How do you define successful engineering leadership?

The Philosophy

Many view technical leadership as being the “smartest architect in the room.” I see it as the opposite. My job is to build a room where I don’t have to be the smartest person because the systems, culture, and communication are so robust that the team can out-innovate me.

The Strategy

  • Alignment: Does every engineer understand how their sprint task impacts the company’s bottom line?
  • Velocity vs. Stability: We aren’t just “shipping fast”; we are building a predictable, repeatable engine that doesn’t collapse under its own weight at the next order of magnitude.
  • The Human Growth Curve: Success is when the engineering team’s capability evolves faster than the product’s complexity. If the team feels stagnant, the tech stack will soon follow.

What is your approach to scaling technical organizations?

The Philosophy

Scaling isn’t just “hiring more people” - that’s often how you slow down. Scaling is about moving from Individual Heroics to Organizational Systems.

The Strategy

  • The 3-Continent Perspective: Having managed global teams, I focus on “High-Signal Communication.” As you grow, the cost of a meeting triples. I implement “Asynchronous-First” cultures that protect deep-work time while ensuring no one is blocked by a timezone.
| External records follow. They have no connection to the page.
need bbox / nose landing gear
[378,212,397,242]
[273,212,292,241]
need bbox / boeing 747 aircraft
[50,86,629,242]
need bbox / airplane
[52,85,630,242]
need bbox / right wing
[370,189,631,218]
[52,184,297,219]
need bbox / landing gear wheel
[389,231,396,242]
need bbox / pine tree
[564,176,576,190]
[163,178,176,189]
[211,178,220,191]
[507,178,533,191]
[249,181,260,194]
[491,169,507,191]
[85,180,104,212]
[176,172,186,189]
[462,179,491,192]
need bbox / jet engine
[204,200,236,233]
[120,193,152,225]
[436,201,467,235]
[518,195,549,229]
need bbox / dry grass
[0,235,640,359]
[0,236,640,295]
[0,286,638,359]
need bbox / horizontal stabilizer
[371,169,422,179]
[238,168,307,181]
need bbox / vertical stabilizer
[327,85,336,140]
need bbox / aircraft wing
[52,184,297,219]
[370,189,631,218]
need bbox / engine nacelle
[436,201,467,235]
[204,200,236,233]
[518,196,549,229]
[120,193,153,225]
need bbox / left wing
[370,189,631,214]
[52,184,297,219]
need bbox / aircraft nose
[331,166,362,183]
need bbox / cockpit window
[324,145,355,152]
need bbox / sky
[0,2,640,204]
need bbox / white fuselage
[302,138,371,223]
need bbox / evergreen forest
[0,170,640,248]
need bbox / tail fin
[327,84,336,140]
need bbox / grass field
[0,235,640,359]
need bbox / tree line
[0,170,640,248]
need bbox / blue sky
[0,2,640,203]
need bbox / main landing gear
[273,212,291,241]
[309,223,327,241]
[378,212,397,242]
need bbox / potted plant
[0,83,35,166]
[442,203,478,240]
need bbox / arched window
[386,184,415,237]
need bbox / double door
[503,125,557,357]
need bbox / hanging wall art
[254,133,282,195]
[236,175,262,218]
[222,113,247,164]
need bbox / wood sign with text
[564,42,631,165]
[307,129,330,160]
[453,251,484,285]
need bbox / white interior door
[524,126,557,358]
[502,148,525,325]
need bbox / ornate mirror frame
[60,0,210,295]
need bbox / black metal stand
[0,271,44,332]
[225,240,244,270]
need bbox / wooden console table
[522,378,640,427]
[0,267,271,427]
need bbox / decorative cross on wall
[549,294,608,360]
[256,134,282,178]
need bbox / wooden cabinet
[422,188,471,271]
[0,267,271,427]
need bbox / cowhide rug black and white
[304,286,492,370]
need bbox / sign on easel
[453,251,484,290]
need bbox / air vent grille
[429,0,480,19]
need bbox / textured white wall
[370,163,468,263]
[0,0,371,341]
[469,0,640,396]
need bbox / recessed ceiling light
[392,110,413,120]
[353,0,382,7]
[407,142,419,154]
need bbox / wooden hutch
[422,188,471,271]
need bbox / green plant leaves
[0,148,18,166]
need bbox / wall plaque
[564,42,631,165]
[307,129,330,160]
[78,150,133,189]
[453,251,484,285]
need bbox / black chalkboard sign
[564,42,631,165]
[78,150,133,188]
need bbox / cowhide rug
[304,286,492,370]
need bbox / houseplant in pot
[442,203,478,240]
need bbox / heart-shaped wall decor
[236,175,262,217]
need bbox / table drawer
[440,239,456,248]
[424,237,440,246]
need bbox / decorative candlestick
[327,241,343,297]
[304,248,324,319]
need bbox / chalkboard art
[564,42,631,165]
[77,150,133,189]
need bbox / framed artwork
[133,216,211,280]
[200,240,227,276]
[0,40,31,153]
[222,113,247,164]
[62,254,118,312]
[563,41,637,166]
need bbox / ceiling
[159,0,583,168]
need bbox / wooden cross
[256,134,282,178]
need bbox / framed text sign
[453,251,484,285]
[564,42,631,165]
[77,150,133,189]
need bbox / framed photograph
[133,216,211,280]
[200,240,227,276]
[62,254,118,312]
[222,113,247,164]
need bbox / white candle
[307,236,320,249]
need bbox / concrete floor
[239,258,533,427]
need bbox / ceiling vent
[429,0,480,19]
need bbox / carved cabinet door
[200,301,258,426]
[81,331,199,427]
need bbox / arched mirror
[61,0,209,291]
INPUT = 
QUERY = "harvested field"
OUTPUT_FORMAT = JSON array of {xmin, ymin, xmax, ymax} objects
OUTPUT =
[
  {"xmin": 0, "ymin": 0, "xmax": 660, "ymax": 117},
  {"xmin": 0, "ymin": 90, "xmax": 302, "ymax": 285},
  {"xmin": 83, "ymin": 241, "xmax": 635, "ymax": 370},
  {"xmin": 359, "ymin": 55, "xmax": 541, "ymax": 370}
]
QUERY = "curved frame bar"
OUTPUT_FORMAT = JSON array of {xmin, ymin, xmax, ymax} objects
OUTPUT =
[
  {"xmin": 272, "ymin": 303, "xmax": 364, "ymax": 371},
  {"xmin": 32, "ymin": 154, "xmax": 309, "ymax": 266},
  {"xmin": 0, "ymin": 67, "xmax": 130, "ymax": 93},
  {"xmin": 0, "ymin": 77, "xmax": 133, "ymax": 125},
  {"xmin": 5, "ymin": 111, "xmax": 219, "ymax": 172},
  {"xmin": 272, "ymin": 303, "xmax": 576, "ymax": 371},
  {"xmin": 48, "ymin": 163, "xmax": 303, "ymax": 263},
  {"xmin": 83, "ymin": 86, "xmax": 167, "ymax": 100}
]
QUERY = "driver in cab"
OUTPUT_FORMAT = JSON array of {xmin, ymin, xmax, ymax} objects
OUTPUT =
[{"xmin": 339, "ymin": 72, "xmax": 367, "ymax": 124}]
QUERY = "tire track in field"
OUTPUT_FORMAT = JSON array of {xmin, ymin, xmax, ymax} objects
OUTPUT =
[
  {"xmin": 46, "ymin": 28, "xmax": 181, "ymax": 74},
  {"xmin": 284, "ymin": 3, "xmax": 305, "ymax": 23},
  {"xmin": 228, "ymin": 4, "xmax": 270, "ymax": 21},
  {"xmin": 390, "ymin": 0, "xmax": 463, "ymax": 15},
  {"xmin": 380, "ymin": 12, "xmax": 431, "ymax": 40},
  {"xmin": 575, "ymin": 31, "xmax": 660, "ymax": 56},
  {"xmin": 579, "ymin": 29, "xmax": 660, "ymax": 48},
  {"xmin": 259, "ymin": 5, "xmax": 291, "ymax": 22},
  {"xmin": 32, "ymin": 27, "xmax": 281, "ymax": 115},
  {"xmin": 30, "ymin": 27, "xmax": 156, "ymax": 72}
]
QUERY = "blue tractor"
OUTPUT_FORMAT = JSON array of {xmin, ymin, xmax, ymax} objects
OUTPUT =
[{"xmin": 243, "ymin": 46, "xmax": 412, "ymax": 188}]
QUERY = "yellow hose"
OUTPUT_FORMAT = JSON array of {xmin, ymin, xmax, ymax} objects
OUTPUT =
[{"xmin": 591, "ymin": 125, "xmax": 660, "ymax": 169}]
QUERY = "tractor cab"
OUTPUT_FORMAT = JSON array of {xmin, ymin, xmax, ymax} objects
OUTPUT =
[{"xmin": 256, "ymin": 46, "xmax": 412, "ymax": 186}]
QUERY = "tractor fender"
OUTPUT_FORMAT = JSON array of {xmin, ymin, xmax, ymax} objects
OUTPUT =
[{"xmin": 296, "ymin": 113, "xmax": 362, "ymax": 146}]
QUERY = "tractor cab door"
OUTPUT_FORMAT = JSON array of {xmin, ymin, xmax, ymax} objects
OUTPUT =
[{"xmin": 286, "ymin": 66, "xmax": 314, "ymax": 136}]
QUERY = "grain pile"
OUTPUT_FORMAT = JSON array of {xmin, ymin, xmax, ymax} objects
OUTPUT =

  • Modular Autonomy: I advocate for breaking down monolithic teams into autonomous units with clear ownership. This reduces the “communication tax” and allows us to scale the headcount without scaling the bureaucracy.
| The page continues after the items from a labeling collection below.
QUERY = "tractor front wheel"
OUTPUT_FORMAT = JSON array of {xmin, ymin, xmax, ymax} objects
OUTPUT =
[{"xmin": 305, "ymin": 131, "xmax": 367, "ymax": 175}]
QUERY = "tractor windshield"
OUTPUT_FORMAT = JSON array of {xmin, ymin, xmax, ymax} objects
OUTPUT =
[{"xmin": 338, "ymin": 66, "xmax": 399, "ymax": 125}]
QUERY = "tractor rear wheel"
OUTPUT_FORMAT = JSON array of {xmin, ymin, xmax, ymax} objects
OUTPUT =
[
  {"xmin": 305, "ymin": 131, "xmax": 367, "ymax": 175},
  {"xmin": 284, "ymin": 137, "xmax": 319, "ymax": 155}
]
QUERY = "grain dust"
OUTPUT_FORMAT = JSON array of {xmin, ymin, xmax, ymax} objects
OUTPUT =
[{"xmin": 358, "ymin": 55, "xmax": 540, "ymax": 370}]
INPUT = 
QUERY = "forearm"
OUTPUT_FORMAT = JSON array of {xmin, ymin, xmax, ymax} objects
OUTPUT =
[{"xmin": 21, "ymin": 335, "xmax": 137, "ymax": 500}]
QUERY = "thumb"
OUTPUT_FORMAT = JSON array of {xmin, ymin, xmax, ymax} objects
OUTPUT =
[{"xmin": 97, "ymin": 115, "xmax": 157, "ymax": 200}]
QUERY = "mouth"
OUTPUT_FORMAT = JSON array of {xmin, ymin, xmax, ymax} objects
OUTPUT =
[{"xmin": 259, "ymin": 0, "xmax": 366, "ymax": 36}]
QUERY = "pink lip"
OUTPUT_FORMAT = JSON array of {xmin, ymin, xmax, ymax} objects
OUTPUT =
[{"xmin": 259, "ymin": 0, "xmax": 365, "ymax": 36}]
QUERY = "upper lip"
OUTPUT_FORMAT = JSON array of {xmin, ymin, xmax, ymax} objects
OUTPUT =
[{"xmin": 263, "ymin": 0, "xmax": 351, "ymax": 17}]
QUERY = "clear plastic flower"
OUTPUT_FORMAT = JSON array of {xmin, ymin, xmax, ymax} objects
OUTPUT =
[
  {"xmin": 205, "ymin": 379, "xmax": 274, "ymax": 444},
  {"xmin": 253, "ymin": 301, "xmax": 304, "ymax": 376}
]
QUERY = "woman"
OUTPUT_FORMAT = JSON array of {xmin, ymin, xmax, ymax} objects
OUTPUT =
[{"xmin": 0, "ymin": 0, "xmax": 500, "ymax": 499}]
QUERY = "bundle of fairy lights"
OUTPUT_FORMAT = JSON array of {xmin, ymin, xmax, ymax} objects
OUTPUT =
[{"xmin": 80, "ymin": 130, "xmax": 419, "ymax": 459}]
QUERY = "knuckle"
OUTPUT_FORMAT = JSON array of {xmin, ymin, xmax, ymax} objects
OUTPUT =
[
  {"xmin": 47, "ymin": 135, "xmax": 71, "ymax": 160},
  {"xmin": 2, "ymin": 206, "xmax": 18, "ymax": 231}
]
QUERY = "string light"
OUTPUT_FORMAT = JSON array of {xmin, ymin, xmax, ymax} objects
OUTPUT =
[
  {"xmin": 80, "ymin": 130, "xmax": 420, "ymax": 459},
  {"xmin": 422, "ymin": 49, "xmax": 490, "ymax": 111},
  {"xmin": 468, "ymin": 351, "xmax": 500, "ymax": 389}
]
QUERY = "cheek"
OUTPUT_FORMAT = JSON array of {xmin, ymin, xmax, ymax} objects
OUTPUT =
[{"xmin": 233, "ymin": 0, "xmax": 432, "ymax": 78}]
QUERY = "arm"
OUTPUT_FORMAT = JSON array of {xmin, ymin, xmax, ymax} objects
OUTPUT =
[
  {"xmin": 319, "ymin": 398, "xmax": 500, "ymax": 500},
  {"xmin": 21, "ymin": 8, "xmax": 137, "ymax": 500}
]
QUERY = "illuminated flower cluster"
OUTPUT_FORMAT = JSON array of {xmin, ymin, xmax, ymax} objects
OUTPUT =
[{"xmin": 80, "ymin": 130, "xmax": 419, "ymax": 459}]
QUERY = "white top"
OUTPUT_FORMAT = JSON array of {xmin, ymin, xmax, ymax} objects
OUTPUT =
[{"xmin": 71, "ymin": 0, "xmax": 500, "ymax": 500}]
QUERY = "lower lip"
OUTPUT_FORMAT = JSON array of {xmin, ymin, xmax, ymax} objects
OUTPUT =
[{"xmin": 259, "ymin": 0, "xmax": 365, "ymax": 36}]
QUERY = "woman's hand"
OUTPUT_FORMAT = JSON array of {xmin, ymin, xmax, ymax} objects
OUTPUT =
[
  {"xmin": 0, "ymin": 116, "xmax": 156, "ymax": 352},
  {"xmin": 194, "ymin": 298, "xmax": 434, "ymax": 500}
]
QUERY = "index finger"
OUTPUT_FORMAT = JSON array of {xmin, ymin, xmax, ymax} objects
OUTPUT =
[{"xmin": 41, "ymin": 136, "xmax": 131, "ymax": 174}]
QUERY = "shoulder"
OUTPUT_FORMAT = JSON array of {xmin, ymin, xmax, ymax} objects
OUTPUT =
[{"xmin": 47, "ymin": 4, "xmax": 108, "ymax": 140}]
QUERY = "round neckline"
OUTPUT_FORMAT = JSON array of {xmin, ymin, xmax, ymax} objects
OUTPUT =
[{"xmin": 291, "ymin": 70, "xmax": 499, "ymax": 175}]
  • Automation as Infrastructure: At petabyte scale, manual intervention is a failure. I treat the developer experience (CI/CD, observability, self-service infra) as a first-class product to keep the “path to production” frictionless.

How do you balance high-growth velocity with technical stability?

The Philosophy

Technical debt isn’t a “bad thing” to be avoided; it’s a set of historical decisions that no longer serve you. Like any loan, leverage can accelerate growth when investments payoff. But if velocity and returns are slowing you need a payment plan before the interest kills you.

The Strategy

  • The ROI Filter: I don’t refactor for the sake of “clean code.” I don’t refactor a micro-service with no users. I refactor when the pain on that debt - measured in bugs, downtime, or developer frustration - starts to exceed the cost of the fix.
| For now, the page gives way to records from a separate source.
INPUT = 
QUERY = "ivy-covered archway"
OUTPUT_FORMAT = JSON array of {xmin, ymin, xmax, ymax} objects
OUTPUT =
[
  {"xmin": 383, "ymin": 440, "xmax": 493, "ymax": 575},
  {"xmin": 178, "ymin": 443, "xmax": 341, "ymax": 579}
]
  • Zero-Downtime Culture: Especially at scale, stability is a feature. I implement “Guardrail Engineering” where the system is designed to fail gracefully, ensuring that a Series B growth spike becomes a success story rather than a post-mortem.

  • The 70/20/10 Rule: I typically aim to dedicate 70% of resources to new features, 20% to infrastructure/debt, and 10% to R&D. This ensures we never stop innovating, but we never stop fortifying either.